Compare all this to the frequent female nudity on Game of Thrones, which has experienced nowhere near the uproar that GIRLS has, and even then, for different reasons. A simple Google search of ‘Game of Thrones nudity’ brings up a page of links to compilation videos and super-cuts, boasting the inclusion of every single sex and nude scene in the show. A measly two articles pop up pertaining to the use of nudity on the show, one of which is less about criticising and more about tallying up the nude stats. For the record, Googling ‘Lena Dunham nudity’ presents a page of criticism and analysis, often from a negative point of view.
But these double standards don’t stop at TV shows and the media; we experience a contradictory approach to female nudity, especially the exposure to breasts, in everyday life too. How many times have you walked past the window of a petrol station, or into a newsagency, and been greeted by the front cover of a porno magazine sporting a blonde, tan, huge-breasted woman in hardly-there lingerie? It’s not as if these magazines are hidden away in dark corners, they’re out for all to see, including young children. And let’s not forget the chosen fashion statement of many men around Australia; t-shirts with expertly built women, lounging around in a state of undress, often while making sexually explicit gestures and expressions.

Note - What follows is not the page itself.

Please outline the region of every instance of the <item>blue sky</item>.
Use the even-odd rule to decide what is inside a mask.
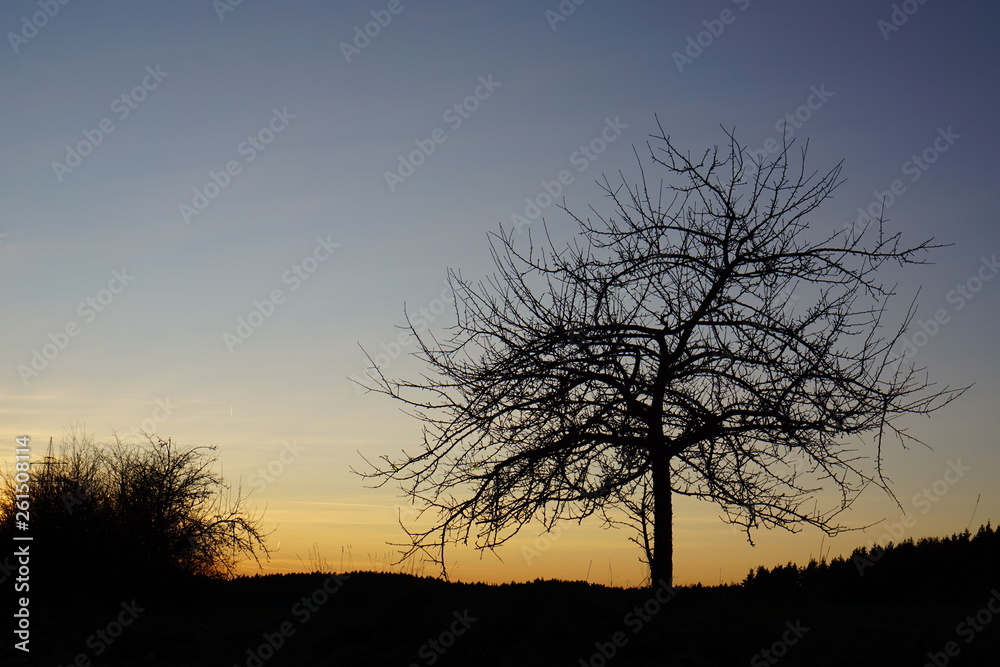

We go every day, wandering around, sub-consciously taking in all these breast-filled images, not really thinking anything of it. It seems the only way to cause a good public out-cry these days is to breastfeed your child in public; oh the horror! Admit it, we’ve all seen the news stories where a woman has been kicked out of a public place, or made to go into some dingy back room while she feeds her child. People don’t want to see an exposed breast while they’re drinking their tea!
In one most recent ridiculous story from America, a woman was denied the request to breastfeed her son in a Victoria’s Secret store (of all places!), and was instead told to do it at the end of an alley where no one would see her. Saturday Night Live’s Cecily Strong hit the nail on the head during their Weekend Update segment saying, “Apparently, they [Victoria’s Secret] don’t want anyone to get the wrong idea about what breasts are for.” It’s reassuring to know that in most cases like these a public apology will be released, and the mother is often portrayed in a sympathetic light; it’s made clear that the people shunning the breastfeeding mother were in the wrong. Regardless, for this to be such a common occurrence speaks volumes of the many people in our society who have a problem with public breastfeeding, or even feel uncomfortable at the sight of it. How has it become commonplace to feel squeamish, awkward, and sometimes even offended by a mother feeding her child in public, but perfectly acceptable to display sexually explicit images on clothing and magazines?
These examples of double standards in our society are only two of countless issues, ingrained so deep into our way of thinking that it’s often hard to take a step back and realise exactly how hypocritical we have the ability to be. But as with many problems, realising and admitting to our mistake is the first step in changing. The issue isn’t going to disappear quickly; it’s going to take years of unwinding to accomplish. But with every single person who wants to stand up for a breast feeding mother, or discuss the hypocrisy of television nudity with their peers, we come closer to rectifying a truly damaging way of thinking.